Brianne Miller is a champion of reuse and sustainability. Her career as a marine biologist observing reefs and shores polluted by plastic waste inspired her to open a grocery store in Vancouver that encourages shoppers to buy everything package-free, from beet and artichoke pierogis to vegan waffles. Customers are encouraged to bring their own containers or buy reusable ones at the store.
After a trial run with a pop-up shop, she and co-owner Alison Carr found a perfect location in a modern building on East Broadway that had the floor space they needed for a store named Nada. Outfitting the store became an effort to come as close to zero waste as possible, to live up to their shopping philosophy.
“People walk into our space, and they think it’s a beautiful new store, but actually the vast majority of fixtures in there are all second-hand. A little bit of paint and TLC goes a long way,” says Ms. Miller.
It’s a trend being investigated by other retailers in an era when stores of all sizes are encouraging sustainability and aiming for net-zero energy consumption.
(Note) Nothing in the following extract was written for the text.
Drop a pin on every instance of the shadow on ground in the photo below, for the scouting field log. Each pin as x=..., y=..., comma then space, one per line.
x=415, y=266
“Purchasing previously owned furniture or fixtures has a positive impact on the environment, says Michelle Wasylyshen, national spokeswoman for the Retail Council of Canada.
“Diverting used furniture from landfill eliminates the need to produce new products, thereby limiting further resource consumption and energy usage – and ultimately reducing greenhouse gas emissions,” she says.
For businesses looking to become green-building certified through programs like LEED, choosing to purchase recycled office furniture or fixtures is a way to earn credits to help them achieve certification, she adds.
“One of the best things we can do for the planet is to make use of items that already exist and not buy things new,” Ms. Miller says. “We were looking at Craigslist, Facebook Marketplace and second-hand auctions for what we could reuse. My dad used to work in retail and supply chain management for Hudson’s Bay and he suggested checking Sears stores that were closing.”
The department stores were selling everything that could be removed – displays, lighting and shelving.
“I wasn’t sure they would have anything in their big box stores that would fit the design of our store,” says Ms. Miller, “but we found many pieces that were the right size, and some could be made to look like new with just a simple coat of paint.”
Leigh Collyer, principal at ZAS Architects + Interiors Inc. in Vancouver, which designed the store interior, says once they arrived at a store, “we were like kids in a candy store.”
“There were all kinds of things we could reuse, and they were selling them dirt cheap. Brianne measured the fixtures, and we picked ones that we could make fit in our layout.”
Cost-saving was a welcome benefit: “In a commercial building you can’t just use residential fixtures. And commercial lighting can be very expensive,” Ms. Collyer says. “The track lights we could reuse would have cost $50 a head new. We got them for $5 each.”
“Diverting used furniture from landfill eliminates the need to produce new products, thereby limiting further resource consumption and energy usage – and ultimately reducing greenhouse gas emissions.
— Michelle Wasylyshen, national spokeswoman for the Retail Council of Canada.
The LED light bulbs, which are separate units, were purchased for 25 cents each. “We bought boxes of extras, so that down the road they can replace anything that burns out, so they won’t have to buy a light bulb maybe ever.”
The store’s checkout counter was built using a frame from a Sears store and wood from bed frames that had been returned to Ikea Canada as part of their Sellback program. “We found a large frame that fit perfectly for under $100; to reclad it in wood and refinish it raised the cost to about $500. But if you were buying new cabinetry and millwork, the unit might have been in the range of $10,000,” she adds.
They were also able to reuse material in Nada’s new design, from the location’s previous life. The 2,500-square-foot space had originally been divided by a wall, with one half of the area being used as a café.
“Normally in removing a wall, the framing and insulation would be demolished and sent to landfill. However, it could be disassembled, and the steel studs of the framing provided enough material to build other internal walls and the insulation was reused for soundproofing. That, in itself, was a significant money-saver,” Ms. Collyer says.
Refinishing the used fixtures was a lot of work, says Ms. Miller, but “we had friends and volunteers who helped.” Shelves, tables and racks formerly used to display clothing at the department store were topped with bins to hold produce. “We could refinish many of the pieces that had wood tops. We had to add new wood on some units because they had been in rough shape, but many pieces were simple to restore, and all the back-of-house metal storage shelving looked brand new when repainted.”
In total, the commercial business owners saved at least $40,000 just on the lighting fixtures alone.
“Overall, I estimate if we had to buy everything new it would have cost an extra $200,000,” says Ms. Miller. “So, it’s a win for us and for the planet.”